Durou muito, demais até, a permanência de Ricardo Salles à frente do Ministério do Meio Ambiente. Mesmo num governo dado à pirraça, como o de Jair Bolsonaro, sua manutenção no cargo nada agregava de benéfico para a Presidência.
Para o Brasil, então, Salles só acarretava opróbrio. Para além dos resultados sinistros de sua gestão, já afrontava o senso de decoro a preservação de um administrador investigado pela Polícia Federal sob suspeita de favorecer exportadores de madeira ilegal.
A folha corrida do auxiliar tardiamente defenestrado é longa. No alto figura a famigerada recomendação, em reunião ministerial de abril de 2020, de aproveitar a atenção dada à pandemia para “passar a boiada” da desregulamentação às cegas do setor ambiental.
Seria só mais uma declaração abjeta no recesso palaciano, ainda que sincera, não correspondesse a ações funestas para o patrimônio natural brasileiro. Ao longo da gestão de Salles, o desmatamento da Amazônia voltou aos cinco dígitos, saltando para 10 mil km² no primeiro ano do governo Bolsonaro e para 11 mil km² em 2020.
Neste ano, a devastação campeia mais uma vez. O alarme chegou ao vice-presidente Hamilton Mourão, que anunciou a volta das Forças Armadas à linha de frente contra o desmate. De novo o Planalto despenderá milhões de reais para contingentes sem experiência realizarem o combate que caberia precipuamente ao ministério.
A razão parece óbvia: Salles obteve sucesso em manietar e aleijar os órgãos de fiscalização e controle sob sua alçada, Ibama e ICMBio.
Tamanha dissociação administrativa representa o melhor sintoma de que, sob Bolsonaro, não se busca de fato resolver nada na Amazônia ou fora dela, somente multiplicar operações cenográficas para o público internacional.
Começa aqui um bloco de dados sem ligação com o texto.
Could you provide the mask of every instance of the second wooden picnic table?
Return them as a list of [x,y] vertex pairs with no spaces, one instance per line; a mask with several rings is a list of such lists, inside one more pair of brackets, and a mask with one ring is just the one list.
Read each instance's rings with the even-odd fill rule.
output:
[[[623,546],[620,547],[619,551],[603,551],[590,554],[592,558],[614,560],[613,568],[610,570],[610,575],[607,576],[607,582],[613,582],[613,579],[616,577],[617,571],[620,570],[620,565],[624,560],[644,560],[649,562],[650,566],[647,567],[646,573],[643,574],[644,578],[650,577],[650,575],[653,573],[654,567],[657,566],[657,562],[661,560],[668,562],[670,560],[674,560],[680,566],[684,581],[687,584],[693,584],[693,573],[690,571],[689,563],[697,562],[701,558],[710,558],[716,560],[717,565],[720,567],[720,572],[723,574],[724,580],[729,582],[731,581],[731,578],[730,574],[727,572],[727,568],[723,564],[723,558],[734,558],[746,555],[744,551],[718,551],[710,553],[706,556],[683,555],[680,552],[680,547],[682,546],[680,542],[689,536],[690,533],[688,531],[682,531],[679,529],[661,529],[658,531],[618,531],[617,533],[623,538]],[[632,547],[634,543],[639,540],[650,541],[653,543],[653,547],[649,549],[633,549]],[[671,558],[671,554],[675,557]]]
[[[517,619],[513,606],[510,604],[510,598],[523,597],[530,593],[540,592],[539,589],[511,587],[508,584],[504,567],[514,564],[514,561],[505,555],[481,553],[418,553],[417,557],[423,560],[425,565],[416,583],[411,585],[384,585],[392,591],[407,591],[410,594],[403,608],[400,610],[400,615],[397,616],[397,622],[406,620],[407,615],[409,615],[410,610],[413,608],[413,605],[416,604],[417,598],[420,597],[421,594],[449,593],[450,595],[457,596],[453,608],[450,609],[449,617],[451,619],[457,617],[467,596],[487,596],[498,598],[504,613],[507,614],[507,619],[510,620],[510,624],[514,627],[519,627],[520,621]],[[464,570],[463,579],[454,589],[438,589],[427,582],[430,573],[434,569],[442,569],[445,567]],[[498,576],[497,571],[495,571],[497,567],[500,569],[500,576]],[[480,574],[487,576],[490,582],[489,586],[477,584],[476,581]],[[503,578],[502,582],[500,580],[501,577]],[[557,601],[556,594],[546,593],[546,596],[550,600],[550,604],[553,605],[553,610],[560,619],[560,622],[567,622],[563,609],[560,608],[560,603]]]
Salles e seu chefe escolheram o lado do agronegócio predador, dos garimpeiros e madeireiros ilegais, dos grileiros que usurpam unidades de conservação e áreas indígenas e outras terras da União.
Na missão ecocida, Bolsonaro e Salles sempre contaram com o apoio da bancada ruralista do Congresso. Nem Bolsonaro nem o Parlamento mudaram. Sai o ministro, segue a política desastrosa.
O presidente nomeou para a pasta Joaquim Pereira Leite, secretário da Amazônia e Serviços Ambientais. Como Salles, tem no currículo passagem pela Sociedade Rural Brasileira. A ver se logrará um mínimo de conciliação entre os interesses dos produtores e a preservação ambiental, como sempre propala a ala mais esclarecida do setor.